Tuscany, finishes the restoration of Simone Martini's San Casciano Cross. Here's what transpired


The restoration of Simone Martini's wooden crucifix preserved in San Casciano in Val di Pesa has finished. Here is what has emerged.

The restoration of the wooden crucifix of San Casciano, a work by Simone Martini (Siena, 1284 - Avignon, 1344) kept in the Misericordia church in San Casciano in Val di Pesa (Florence), which scholar Pierluigi Leone De Castris, in his comprehensive catalog of the Sienese artist’s paintings, declared as “unjustly one of the painter’s least known works,” is now finished. The work is one of the most interesting painted crosses of the fourteenth century, and critics have always debated mainly on two issues: the dating (and, consequently, the occasion for which the artist supposedly painted the work) and the homogeneity of quality. In particular, many critics have recognized a quality gap between the figure of the crucifix and that of the mourners, believing that they are portions made by different hands. Again, on the provenance of the work, it has been proposed (not without doubt and debate) that the cross can be identified as the one that Simone would have painted for the Palazzo Pubblico in Siena between 1321 and 1322. For some it is one of the last works the painter produced before moving to Avignon. The first to attribute the work to Simone Martini was, in 1912, Giacomo De Nicola.

The restoration was carried out by theOpificio delle Pietre Dure of Florence and supervised by restorer Alessandra Ramat of the Opificio, who during the “restitution” of the cross to the Misericordia church explained all the stages of the intervention, which was necessary to consolidate the structure of the cross and prevent the deterioration of the painting: first the intervention of cleaning the paint film was carried out, conducted with a scalpel controlled through a microscope (the film of Simone Martini’s cross is in fact very delicate), also useful to distinguish any layers superimposed during previous restorations. The restoration of the wooden support was then carried out.

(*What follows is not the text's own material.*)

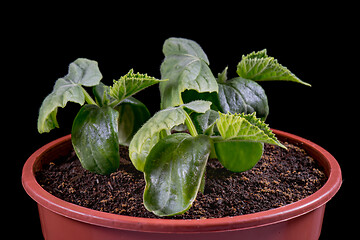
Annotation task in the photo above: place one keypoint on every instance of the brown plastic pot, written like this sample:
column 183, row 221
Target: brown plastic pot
column 62, row 220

According to Marco Ciatti, director of the Opificio, the cross may have been made around 1315, or at any rate no later than 1320. Moreover, again according to the director, one of the most interesting data to emerge from the restoration concerns precisely the figures of the mourners on the arms of the cross, whose authorship has always been debated, with critics inclined to assign them to Simone’s pupils. Ciatti pointed out that the intervention made it possible to show a substantial homogeneity of execution between the crucifix and the mourners: therefore, now the cross is waiting to be discussed again by art historians with the new elements acquired with the important restoration. And the public can now admire it again, after eight years of absence (it was 2011 when it went to the workshop) in its church.